El asesinato en los edificios Dakota del Parque Central en su Nueva York fue una bofetada, un shock. Como muchos, recuerdo el instante en que recibí la noticia y a quien me la dio. En el viejo unomásuno, una mañana de diciembre. Es un hito así, un evento cultural profundo. Luego se desataron interpretaciones sobre el fin de la inocencia y demás. No era justo, John había perdido la inocencia, y nosotros con él, hacía mucho. No fue perita en dulce: liquidó a los Beatles por seguir su camino, que no hizo sino radicalizarse de la mano de Yoko Ono, a quien muchos odiaron y odian pero le ayudó a bien abrir los ojos. Se hizo un guerrero en tiempos en que la revuelta juvenil languidecía camino al corral o al truene. Su influencia pública era profunda, su inteligencia rápida y su música vital.

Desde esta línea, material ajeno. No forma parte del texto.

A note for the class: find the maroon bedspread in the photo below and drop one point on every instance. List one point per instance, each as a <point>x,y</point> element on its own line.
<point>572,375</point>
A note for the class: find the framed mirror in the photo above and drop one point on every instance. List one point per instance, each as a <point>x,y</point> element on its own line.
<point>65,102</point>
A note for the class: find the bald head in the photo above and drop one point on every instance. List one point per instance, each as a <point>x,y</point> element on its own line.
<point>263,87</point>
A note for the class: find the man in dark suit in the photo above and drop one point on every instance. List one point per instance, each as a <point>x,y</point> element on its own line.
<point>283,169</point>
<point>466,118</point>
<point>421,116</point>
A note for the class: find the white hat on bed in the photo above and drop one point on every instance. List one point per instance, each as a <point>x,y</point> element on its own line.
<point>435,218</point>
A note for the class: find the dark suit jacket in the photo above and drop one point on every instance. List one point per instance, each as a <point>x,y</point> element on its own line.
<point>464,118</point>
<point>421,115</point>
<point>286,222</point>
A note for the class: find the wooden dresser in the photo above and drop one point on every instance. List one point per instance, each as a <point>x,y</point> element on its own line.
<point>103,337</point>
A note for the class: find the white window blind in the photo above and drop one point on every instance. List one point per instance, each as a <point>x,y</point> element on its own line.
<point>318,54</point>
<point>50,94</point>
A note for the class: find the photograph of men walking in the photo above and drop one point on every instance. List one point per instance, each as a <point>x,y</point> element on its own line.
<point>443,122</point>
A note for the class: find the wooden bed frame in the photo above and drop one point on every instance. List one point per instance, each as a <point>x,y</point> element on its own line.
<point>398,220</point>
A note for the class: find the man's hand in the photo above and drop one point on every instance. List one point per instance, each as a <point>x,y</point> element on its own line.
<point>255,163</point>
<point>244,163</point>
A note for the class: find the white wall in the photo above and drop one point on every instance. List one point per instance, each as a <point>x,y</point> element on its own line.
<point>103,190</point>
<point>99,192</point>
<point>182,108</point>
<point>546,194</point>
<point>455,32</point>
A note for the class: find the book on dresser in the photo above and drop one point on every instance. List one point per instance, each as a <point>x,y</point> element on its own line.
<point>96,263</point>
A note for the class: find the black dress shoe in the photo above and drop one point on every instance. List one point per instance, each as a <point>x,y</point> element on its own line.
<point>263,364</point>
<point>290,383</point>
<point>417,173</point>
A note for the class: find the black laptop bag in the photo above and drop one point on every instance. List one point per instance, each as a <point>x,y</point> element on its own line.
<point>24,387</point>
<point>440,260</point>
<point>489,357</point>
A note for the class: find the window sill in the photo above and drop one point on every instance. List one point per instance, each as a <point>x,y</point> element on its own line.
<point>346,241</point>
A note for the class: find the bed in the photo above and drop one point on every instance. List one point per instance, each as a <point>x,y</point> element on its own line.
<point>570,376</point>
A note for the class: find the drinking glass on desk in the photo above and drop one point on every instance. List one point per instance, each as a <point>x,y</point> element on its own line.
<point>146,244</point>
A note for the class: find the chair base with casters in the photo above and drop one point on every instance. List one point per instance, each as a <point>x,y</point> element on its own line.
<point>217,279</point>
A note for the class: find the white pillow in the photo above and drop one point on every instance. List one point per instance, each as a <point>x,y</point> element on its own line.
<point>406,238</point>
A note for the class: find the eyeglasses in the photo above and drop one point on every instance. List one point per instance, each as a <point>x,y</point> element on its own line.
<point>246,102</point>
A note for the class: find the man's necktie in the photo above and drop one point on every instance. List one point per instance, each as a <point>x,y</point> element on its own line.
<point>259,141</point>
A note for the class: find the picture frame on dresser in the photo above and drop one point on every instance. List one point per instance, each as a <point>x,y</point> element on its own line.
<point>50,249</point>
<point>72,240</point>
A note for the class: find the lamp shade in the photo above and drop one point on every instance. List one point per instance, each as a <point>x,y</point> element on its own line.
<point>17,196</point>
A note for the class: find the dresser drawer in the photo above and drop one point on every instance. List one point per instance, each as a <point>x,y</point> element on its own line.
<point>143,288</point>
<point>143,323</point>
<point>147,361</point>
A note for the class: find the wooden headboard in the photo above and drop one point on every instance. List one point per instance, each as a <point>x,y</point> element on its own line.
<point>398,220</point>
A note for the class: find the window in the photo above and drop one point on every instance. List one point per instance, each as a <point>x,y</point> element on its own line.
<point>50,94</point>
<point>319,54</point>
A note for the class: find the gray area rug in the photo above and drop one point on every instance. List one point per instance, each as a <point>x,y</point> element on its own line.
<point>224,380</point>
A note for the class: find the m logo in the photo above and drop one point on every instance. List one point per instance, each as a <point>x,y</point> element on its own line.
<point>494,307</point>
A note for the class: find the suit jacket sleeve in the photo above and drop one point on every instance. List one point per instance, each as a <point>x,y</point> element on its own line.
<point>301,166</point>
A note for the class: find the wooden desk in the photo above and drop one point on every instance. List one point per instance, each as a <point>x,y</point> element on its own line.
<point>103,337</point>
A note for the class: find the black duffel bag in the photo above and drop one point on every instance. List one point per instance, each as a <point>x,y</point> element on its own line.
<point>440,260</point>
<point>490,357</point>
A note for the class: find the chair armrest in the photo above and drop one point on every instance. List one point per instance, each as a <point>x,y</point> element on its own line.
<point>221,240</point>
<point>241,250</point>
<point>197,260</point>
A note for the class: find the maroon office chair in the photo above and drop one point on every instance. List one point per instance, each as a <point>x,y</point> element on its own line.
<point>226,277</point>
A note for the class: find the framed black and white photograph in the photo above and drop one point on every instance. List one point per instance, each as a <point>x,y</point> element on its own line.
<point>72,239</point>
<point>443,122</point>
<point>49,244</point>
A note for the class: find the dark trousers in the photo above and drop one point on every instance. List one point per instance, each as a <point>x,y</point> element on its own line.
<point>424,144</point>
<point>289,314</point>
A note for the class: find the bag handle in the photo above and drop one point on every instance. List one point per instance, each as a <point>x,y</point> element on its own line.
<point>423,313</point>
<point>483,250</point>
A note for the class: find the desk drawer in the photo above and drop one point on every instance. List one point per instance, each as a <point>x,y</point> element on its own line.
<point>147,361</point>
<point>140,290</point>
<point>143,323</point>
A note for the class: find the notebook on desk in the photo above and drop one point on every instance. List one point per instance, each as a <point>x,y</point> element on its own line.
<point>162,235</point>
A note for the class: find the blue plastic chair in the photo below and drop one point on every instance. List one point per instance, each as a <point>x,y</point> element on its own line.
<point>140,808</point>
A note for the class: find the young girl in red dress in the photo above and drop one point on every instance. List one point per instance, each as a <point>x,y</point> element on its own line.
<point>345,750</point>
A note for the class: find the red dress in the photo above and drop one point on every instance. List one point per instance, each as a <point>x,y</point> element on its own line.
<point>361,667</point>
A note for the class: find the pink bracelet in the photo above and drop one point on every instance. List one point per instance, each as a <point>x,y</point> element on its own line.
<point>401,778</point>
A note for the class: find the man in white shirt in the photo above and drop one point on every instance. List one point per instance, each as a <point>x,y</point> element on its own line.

El régimen paranoico de Richard Nixon –la CIA en persona– se dio a la tarea de vigilarlo y ponerle cuatros para neutralizarlo, ya que decidió instalarse en Manhattan y desde allí apoyar a los irlandeses del norte contra los ingleses, y a los Panteras Negras y otros grupos radicales y antimilitaristas en Estados Unidos. Su música, así cantadita como parece, era peligrosa. Creó himnos rebeldes a pasto: Power to the People, Woman is the Nigger of the World, Happy Xtmas (War is Over), Instant Karma, Imagine, Give Peace a Chance. Se le consideraba un peligro para Estados Unidos, como recapitula el impactante documental The USA vs. John Lennon (David Leaf, 2006).
Su muerte equivalió a un magnicidio. Por ello abundaron las teorías conspirativas. Ya en 1966 Allen Ginsberg incluía a Lennon y a Bob Dylan entre los líderes más influyentes del mundo.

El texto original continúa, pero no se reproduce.